Он ответил с легким грузинским акцентом:

— Ты пьяных не бойся. Ты подлецов бойся. А пьяных люби, пьяных ты обожай.

— Вы, гражданин, не тыкайте, — сказала девушка.

Пьяный, глядя на Сергея, сказал печально и доверительно:

— Не хочу я жить громко, а хочу я жить тихо… А не получается: громко живу… Вот и она — сейчас устроит скандал… И сообщит на место работы. А с места работы сообщат кому? Жене…

Снова отворилась дверь, и вот через зал, прямо к Навашину идет давешний попутчик, сосед по вагону. Да, это он материализовался.

— Здравствуйте, — сказал он так, будто они условились о встрече и пришли в то самое назначенное время. Сергей даже не успел ответить на приветствие: к столу бежала девушка. Она улыбалась. Более того, сияла.
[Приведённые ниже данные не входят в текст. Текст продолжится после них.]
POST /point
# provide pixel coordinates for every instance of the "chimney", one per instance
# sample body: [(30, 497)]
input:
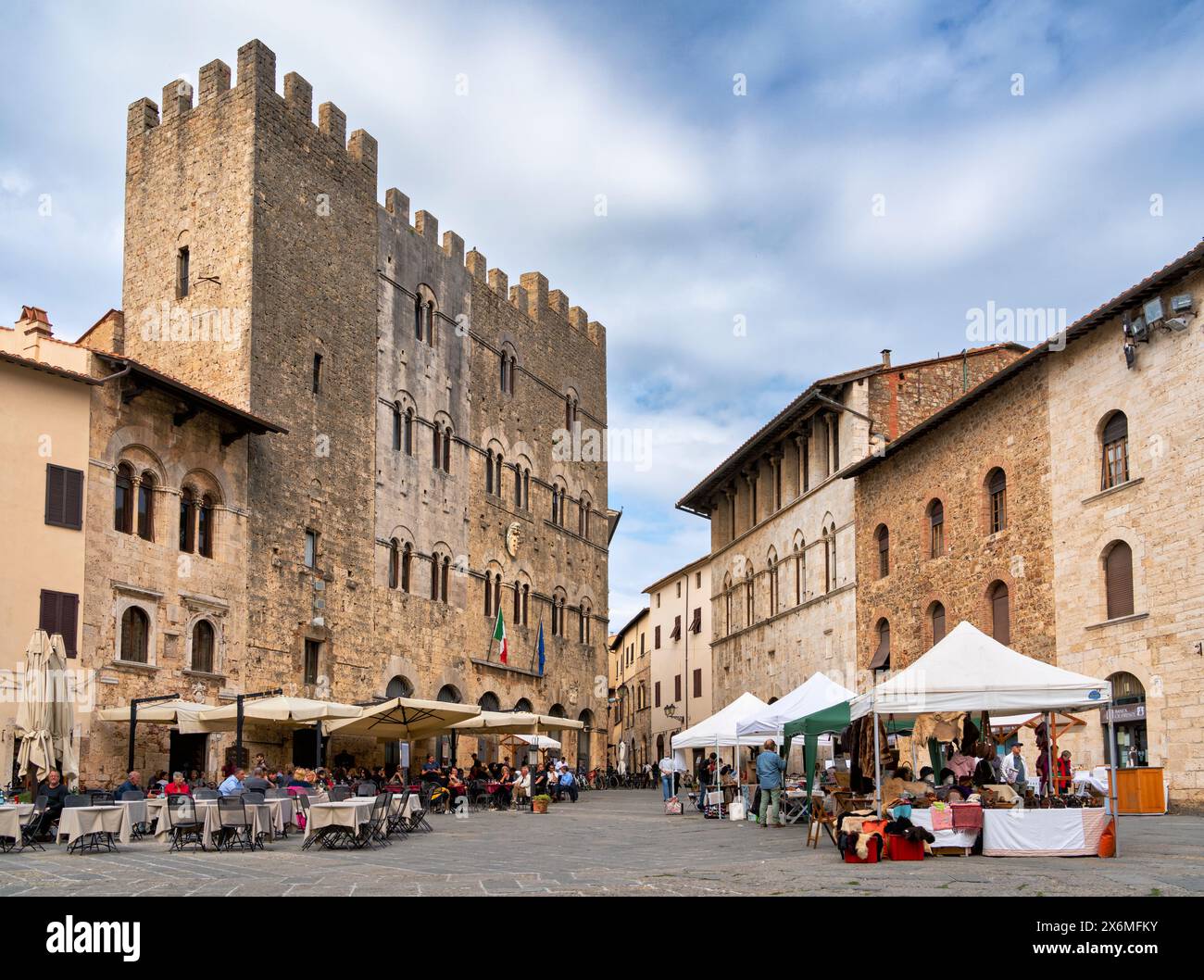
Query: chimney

— Здравствуйте, Зиночка. Яичницу и кофе. А моему соседу…

— Яичницу и кофе, — как эхо откликнулся Навашин.

— Опять этот напившись пришел, — пожаловалась девушка. — Никак не выведу. Придется Фомича звать или уж прямо милицию.

— Будет вам, Зиночка! Ну кому он мешает? Ведет себя пристойно, не дебоширит. Завидую пьяным: всем кажется, что они свиньи, а они себе кажутся птицами.

— Нет, — сказал Навашин, — в нем нет никакой гордости. Он грустный пьяный.

И, словно услышав это, пьяный сказал:

— Она меня не понимает… Что из того, что я дома сижу? На самом-то деле я далеко. А вот сейчас — далеко, а на самом деле — дома. Потому, что думаю про дом. И хочу домой. Это надо понимать. А жены этого не понимают… Нет, не понимают…

Он говорил печально и будто спрашивал. Официантка передернула плечиками и побежала выполнять заказ.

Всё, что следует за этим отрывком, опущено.